Père Seraphim (Rose) de bienheureuse mémoire

samedi 30 août 2014

Panayiotis Christou: La Vie Monastique dans l’Eglise Orthodoxe (4)

Mont Athos


La répartition géographique du monachisme

      Aujourd'hui la vie monastique s'est propagée dans le monde entier; mais de nombreuses années d'efforts ont été nécessaires pour atteindre cet objectif. Le mouvement a commencé, comme nous l'avons vu, en Egypte, où les centres monastiques importants, avec des milliers de moines, se développa rapidement, les moines vivant dans les cellules, laures et monastères. Ceux-ci étaient situés à la Thébaïde, à Nitrie, à Scété, à Tabennèse et au mont Sinaï. Le monastère de Sainte-Catherine du Sinaï, fondée à l'époque de Justinien, a survécu avec la même détermination jusques à nos jours. De l'Egypte il s'est propagé très rapidement à la Palestine. Ce pays, qui fut sanctifié par la vie et la mort du fondateur de la foi chrétienne, a suscité l'intérêt des ascètes de tous les coins de l'Empire, parmi les Latins, Jérome et Rufin sont devenus célèbres. Plus tard, de grandes laures y furent établies, au nombre de cinq cents, par Théodose le Coenobiarque, Sabbas le Sanctifié, et Euthyme le Grand.

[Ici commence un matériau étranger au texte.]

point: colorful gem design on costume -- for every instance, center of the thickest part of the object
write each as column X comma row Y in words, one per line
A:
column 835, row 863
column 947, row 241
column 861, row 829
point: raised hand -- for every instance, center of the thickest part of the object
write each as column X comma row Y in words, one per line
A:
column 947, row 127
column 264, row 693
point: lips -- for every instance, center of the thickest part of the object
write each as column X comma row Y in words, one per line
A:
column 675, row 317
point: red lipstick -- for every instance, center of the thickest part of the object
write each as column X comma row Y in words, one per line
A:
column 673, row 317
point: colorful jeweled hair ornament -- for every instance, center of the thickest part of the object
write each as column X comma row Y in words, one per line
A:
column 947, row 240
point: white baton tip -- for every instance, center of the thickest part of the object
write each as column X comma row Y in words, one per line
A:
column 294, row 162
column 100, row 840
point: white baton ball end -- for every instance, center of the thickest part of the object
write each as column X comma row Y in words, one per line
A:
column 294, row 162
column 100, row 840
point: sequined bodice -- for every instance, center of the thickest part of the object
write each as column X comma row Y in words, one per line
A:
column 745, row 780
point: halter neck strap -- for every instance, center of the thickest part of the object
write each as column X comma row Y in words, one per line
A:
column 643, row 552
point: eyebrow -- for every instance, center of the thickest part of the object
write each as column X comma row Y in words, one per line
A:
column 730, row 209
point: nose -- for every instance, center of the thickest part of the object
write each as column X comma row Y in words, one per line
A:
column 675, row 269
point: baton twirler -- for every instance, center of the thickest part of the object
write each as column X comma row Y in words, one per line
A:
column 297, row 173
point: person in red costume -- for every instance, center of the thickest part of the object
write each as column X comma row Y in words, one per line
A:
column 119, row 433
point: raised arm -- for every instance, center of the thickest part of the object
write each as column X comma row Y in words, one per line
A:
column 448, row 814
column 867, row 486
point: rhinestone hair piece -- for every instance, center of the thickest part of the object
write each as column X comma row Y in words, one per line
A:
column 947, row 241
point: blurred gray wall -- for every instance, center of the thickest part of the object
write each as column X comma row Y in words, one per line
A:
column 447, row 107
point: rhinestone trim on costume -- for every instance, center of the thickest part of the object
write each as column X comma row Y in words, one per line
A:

      Les ascètes apparurent en Syrie au cours des premières décennies du IVe siècle. C’étaient généralement des hommes et des femmes itinérantes, ces dernières s'habillaient comme les hommes. Ils cherchaient à abolir toutes les différences entre les sexes, et évitaient le travail. En raison de la position dominante qu’ils donnaient à la prière, ils furent appelés Euchites (de  ευχή prière en grec), ou, en syriaque, Massaliens (Messalien ou Massalien : celui qui prie, en langue syriaque). Ils furent critiquées par l'Eglise à cause de certaines déviations. Dans le même temps, la forme organisée de monachisme plus douce, atteignit également la Syrie. Le grand hymnographe et théologien Ephrem le Syrien fit également fait des efforts fructueux pour organiser les moines.

      Le monachisme a commencé à perdre du terrain dans ces trois pays depuis le début du septième siècle, c'est-à partir du moment de la conquête [musulmane]; mais il n'a jamais complètement disparu. Aujourd'hui, outre les orthodoxes, les coptes, les jacobites, les arméniens, les nestoriens y ont aussi des monastères.

      Par la Cappadoce et l'Asie Mineure, le monachisme atteignit la capitale de l'empire, Constantinople. Beaucoup de monastères qui furent établis dans les banlieues des deux côtés du Bosphore devinrent des organisations florissantes, et par leurs activités, ils influencèrent le cours des affaires politiques et parfois ecclésiales. Le monastère des Ascémètes [ceux qui ne dorment pas en grec/ ακοίμητο sans sommeil], qui a été fondée par Alexandre aux environs de 430, reçut son nom du fait que les moines louaient Dieu toute la journée et la nuit, étant divisée en trois groupes qui se succédaient dans l'église. Le monastère de Studion, fondé de même au Ve siècle, par le patricien romain Studius, devint le centre de l'évolution liturgique de l'Église orientale et le champion de l'indépendance de l'intervention étatique. Théodore le Studite, qui fleurit au début du IXe siècle, devint par son comportement héroïque un exemple pour tous les moines.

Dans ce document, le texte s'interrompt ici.